The Bugs Bunny Show is a long-running American television anthology series hosted by Bugs Bunny, that was mainly composed of Looney Tunes and Merrie Melodies cartoons produced for Warner Bros. between 1948 and 1969. The show originally debuted as a primetime half-hour program on ABC in 1960, featuring three theatrical Warner Bros. cartoons with new linking sequences produced by the Warner Bros. Cartoons staff.
After three seasons, The Bugs Bunny Show moved to Saturday mornings, where it remained in one format or another for nearly four decades. The show's title and length changed regularly over the years, as did the station broadcasting it: both ABC and CBS have broadcast versions of The Bugs Bunny Show. In 2000, the series, by then known as The Bugs Bunny & Tweety Show, was canceled after the Looney Tunes/Merrie Melodies library became exclusive to the Cartoon Network family of cable TV networks.
The show's theme song was "The Bugs Bunny Overture (This is It!)", written by Mack David and Jerry Livingston ("Overture/curtain, lights/this is it/the night of nights..."). The opening title sequence, animated by Freleng unit animator Gerry Chiniquy, features Bugs and Daffy Duck performing the song in unison. For the final chorus, a lineup of Looney Tunes characters joins the bunny and duck onstage (Porky Pig, however, is absent from the procession).
The Bugs Bunny Show proved beneficial to the Warner Bros. staff, as it allowed the studio to remain open despite the shrinking market for theatrical animated shorts. The final first-run episode of the original Bugs Bunny Show aired on August 7, 1962, and the Warner Bros. animation studio closed the following spring.

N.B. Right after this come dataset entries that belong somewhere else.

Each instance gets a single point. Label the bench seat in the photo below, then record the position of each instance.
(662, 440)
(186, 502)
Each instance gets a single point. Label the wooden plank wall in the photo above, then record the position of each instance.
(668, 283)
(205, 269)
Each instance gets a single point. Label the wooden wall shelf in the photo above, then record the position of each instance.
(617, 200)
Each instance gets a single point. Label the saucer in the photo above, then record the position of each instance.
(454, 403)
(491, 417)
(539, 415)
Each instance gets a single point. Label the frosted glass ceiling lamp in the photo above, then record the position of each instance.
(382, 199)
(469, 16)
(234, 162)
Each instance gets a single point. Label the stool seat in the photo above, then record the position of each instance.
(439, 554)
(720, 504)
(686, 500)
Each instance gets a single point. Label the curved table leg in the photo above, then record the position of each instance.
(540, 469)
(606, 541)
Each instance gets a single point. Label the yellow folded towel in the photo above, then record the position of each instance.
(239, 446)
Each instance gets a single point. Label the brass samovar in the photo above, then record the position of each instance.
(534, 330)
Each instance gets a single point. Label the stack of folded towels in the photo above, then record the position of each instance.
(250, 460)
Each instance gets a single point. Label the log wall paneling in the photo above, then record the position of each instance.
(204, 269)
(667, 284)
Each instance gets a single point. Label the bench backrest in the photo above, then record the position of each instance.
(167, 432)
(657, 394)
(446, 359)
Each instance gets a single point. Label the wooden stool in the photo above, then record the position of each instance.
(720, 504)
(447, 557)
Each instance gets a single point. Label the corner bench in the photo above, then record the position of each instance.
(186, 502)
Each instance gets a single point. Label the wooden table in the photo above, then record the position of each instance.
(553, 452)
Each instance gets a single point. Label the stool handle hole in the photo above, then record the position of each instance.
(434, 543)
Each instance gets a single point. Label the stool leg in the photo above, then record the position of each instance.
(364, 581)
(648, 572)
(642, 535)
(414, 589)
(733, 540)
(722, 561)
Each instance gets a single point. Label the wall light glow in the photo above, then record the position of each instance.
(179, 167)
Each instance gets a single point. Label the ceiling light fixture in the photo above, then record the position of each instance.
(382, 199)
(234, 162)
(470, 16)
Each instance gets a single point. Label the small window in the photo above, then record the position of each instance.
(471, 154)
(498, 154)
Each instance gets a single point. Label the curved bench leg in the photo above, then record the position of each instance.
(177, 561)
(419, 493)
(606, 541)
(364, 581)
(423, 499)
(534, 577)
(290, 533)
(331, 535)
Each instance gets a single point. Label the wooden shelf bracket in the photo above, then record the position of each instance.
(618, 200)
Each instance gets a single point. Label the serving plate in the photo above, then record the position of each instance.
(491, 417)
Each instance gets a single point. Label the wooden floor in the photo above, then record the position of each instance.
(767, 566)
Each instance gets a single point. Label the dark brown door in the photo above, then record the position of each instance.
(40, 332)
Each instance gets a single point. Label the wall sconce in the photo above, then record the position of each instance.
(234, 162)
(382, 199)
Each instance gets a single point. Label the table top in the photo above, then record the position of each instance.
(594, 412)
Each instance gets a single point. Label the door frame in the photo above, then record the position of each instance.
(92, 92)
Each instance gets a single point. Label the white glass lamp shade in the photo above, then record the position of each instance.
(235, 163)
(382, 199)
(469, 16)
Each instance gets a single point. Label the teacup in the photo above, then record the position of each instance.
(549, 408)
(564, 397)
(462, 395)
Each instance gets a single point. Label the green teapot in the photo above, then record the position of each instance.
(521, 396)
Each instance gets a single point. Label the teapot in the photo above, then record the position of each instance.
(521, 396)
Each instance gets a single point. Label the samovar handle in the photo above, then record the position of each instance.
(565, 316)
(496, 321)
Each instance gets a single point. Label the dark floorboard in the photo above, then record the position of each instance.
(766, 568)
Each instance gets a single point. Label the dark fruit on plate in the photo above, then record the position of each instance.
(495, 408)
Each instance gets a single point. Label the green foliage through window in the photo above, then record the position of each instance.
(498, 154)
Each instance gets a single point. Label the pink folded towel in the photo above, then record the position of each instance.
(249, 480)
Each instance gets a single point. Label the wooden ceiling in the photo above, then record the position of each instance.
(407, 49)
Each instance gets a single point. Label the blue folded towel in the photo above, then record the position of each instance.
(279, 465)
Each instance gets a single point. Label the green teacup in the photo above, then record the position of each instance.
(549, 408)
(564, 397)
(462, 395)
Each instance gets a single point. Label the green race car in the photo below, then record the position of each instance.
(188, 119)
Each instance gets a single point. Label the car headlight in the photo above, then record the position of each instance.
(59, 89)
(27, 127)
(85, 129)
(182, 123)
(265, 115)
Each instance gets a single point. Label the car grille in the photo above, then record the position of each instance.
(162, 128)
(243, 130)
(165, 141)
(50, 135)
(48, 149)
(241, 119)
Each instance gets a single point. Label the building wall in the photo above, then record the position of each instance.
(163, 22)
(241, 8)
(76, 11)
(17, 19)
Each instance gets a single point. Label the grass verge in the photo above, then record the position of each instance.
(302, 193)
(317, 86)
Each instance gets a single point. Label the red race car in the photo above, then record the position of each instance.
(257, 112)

In 1971, The Road Runner Show moved to ABC, and a reconstituted half-hour Bugs Bunny Show aired on CBS, featuring re-edited versions of the bridging sequences and a different grouping of cartoons. In 1973, The Bugs Bunny Show returned to ABC for two seasons, only for CBS to re-acquire both shows and bring back The Bugs Bunny/Road Runner Hour in 1975. In 1976, Sylvester and Tweety were featured in their own Sylvester and Tweety Show for one year, necessitating the removal of most of the Tweety and/or Sylvester cartoons on Bugs Bunny/Road Runner that season.
The Bugs Bunny/Road Runner Hour became The Bugs Bunny/Road Runner Show in 1978 after CBS added another half-hour to the runtime. In 1981, a companion Sylvester & Tweety, Daffy, and Speedy Show was added to the CBS schedule, which included a number of later cartoons produced by a reestablished Warner Bros. Cartoons studio from 1967 to 1969. The following year, this new companion series was canceled, and its cartoons were incorporated into the The Bugs Bunny/Road Runner Show, which was broadcast as two separate hour-long programs on Saturday mornings. In 1983, CBS returned the show to 90 minutes, the bridging sequences were dropped, and the show's opening titles were re-animated. The following year, the "Bugs Bunny Overture" opening was jettisoned altogether; a new title sequence (created from clips of the cartoons) and new theme song, composed by John Klawitter, introduced the show.
The hour-long Bugs Bunny & Tweety Show remained on the air until 1999, when it was again reduced to a half-hour. In 2000, Warner Bros. made the Looney Tunes and Merrie Melodies film library exclusive to the Cartoon Network, as it, along with parent Warner Bros. is owned by Time Warner. As a result, The Bugs Bunny Show ended its four-decade-long network run, one of the longest runs in the history of United States network television.
When Warner Bros. released its video series "Golden Jubilee", featuring the classic cartoons, the opening sequence shows the Tasmanian Devil maniacally riding a motorcycle down a city street, chased by a police car. He makes a sharp turn into a theater, where the rest of the Looney Tunes are performing to the Bugs Bunny Show tune.
Title sequences and some linking material from the original Bugs Bunny Show are included as bonus features on each volume of the Looney Tunes Golden Collection DVD collection. As the original color negatives were cut up by CBS and ABC to create later versions of the show, the linking sequences are presented on DVD using a combination of footage from both the color negatives and the black-and-white ABC broadcast prints prepared in the early 1960s.